01 - Preheat your oven to 350°F (175°C). Thoroughly grease a 9x13-inch (23x33 cm) baking dish with butter or nonstick cooking spray.
02 - Distribute the bread cubes in an even layer within the prepared baking dish.
03 - In a large mixing bowl, vigorously whisk together the eggs, whole milk, heavy cream, pumpkin purée, light brown sugar, vanilla extract, pumpkin pie spice, ground cinnamon, salt, and cooled brewed coffee until the mixture is smooth and cohesive.
04 - Pour the prepared custard mixture evenly over the bread cubes. Gently press down on the bread to ensure thorough saturation.
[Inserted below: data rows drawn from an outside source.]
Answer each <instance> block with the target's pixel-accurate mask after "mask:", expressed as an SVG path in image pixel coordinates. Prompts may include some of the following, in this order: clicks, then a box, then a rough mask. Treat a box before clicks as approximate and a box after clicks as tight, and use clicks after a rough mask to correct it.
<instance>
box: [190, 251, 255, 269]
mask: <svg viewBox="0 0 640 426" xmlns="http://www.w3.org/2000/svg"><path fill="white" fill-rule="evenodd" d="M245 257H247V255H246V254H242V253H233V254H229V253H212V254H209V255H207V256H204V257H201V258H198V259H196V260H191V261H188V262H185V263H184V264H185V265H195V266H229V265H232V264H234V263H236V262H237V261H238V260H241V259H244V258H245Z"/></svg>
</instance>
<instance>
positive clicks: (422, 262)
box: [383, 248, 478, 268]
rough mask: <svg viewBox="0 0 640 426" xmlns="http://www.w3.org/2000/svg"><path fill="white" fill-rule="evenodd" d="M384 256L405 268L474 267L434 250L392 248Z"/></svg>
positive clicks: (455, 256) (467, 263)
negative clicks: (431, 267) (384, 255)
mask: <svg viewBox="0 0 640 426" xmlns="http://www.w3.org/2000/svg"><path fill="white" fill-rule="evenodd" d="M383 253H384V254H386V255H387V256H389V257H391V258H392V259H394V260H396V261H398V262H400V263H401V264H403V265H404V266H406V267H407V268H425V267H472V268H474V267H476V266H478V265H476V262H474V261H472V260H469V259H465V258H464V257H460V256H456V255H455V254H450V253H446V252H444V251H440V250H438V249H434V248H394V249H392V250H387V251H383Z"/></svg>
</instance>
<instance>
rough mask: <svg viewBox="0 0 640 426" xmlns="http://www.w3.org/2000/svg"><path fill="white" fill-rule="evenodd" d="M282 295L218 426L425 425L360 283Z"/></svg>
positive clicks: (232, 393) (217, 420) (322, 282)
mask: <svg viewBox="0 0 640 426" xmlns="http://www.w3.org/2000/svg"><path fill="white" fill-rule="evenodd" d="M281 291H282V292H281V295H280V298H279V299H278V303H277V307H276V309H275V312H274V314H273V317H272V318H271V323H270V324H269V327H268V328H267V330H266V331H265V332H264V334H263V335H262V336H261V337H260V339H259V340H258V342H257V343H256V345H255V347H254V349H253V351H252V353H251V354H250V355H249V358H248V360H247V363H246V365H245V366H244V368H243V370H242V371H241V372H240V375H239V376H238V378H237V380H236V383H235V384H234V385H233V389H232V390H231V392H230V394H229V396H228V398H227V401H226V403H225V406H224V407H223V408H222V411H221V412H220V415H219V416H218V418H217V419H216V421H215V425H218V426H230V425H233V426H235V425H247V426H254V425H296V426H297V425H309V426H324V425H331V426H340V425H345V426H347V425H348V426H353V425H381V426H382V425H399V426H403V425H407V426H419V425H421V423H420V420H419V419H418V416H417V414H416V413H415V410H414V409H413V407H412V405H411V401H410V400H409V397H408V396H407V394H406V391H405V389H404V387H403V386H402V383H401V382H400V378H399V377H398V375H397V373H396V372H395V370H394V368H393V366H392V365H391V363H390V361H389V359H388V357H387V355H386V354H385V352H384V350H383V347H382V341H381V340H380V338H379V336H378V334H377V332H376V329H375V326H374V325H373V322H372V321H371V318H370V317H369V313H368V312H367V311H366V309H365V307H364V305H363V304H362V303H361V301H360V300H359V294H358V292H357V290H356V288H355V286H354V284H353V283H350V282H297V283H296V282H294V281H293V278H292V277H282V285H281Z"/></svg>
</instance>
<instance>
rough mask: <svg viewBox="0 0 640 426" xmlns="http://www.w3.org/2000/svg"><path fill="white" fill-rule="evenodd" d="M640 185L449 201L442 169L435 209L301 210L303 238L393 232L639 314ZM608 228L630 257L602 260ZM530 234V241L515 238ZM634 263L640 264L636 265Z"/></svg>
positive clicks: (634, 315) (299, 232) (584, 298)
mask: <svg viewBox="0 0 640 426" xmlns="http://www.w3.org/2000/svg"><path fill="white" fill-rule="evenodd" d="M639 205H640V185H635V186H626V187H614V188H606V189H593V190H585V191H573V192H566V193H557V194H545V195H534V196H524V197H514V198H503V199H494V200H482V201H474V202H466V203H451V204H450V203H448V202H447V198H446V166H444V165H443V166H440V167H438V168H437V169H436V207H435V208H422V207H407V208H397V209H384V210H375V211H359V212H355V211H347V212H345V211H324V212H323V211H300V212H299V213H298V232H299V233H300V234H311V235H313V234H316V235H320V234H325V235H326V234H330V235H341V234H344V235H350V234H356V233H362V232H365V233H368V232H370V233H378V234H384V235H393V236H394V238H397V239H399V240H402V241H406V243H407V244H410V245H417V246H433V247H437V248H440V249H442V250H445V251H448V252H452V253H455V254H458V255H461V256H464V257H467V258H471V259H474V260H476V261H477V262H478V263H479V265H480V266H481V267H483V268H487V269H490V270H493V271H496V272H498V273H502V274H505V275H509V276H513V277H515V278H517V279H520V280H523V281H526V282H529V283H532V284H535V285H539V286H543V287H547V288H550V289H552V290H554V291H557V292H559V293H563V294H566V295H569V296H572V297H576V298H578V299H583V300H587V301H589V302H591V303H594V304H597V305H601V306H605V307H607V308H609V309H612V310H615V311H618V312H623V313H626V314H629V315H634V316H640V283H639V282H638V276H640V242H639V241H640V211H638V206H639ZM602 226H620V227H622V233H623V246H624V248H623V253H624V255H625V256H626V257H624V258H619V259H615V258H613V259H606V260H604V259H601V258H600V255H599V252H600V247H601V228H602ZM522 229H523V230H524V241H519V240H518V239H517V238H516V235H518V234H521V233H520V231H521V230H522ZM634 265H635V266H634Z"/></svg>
05 - Let the casserole rest for a minimum of 10 minutes to allow the bread to absorb the custard. For enhanced flavor infusion, cover and refrigerate for up to 24 hours.
06 - In a small bowl, combine the chopped pecans (if using), light brown sugar, melted unsalted butter, and ground cinnamon. Mix well.
07 - Evenly sprinkle the prepared streusel topping over the surface of the casserole. Bake for 40–45 minutes, or until the center is firmly set and the top achieves a golden-brown hue.
08 - Remove the casserole from the oven and allow it to cool for 10 minutes before serving. Garnish generously with whipped cream and a drizzle of maple syrup.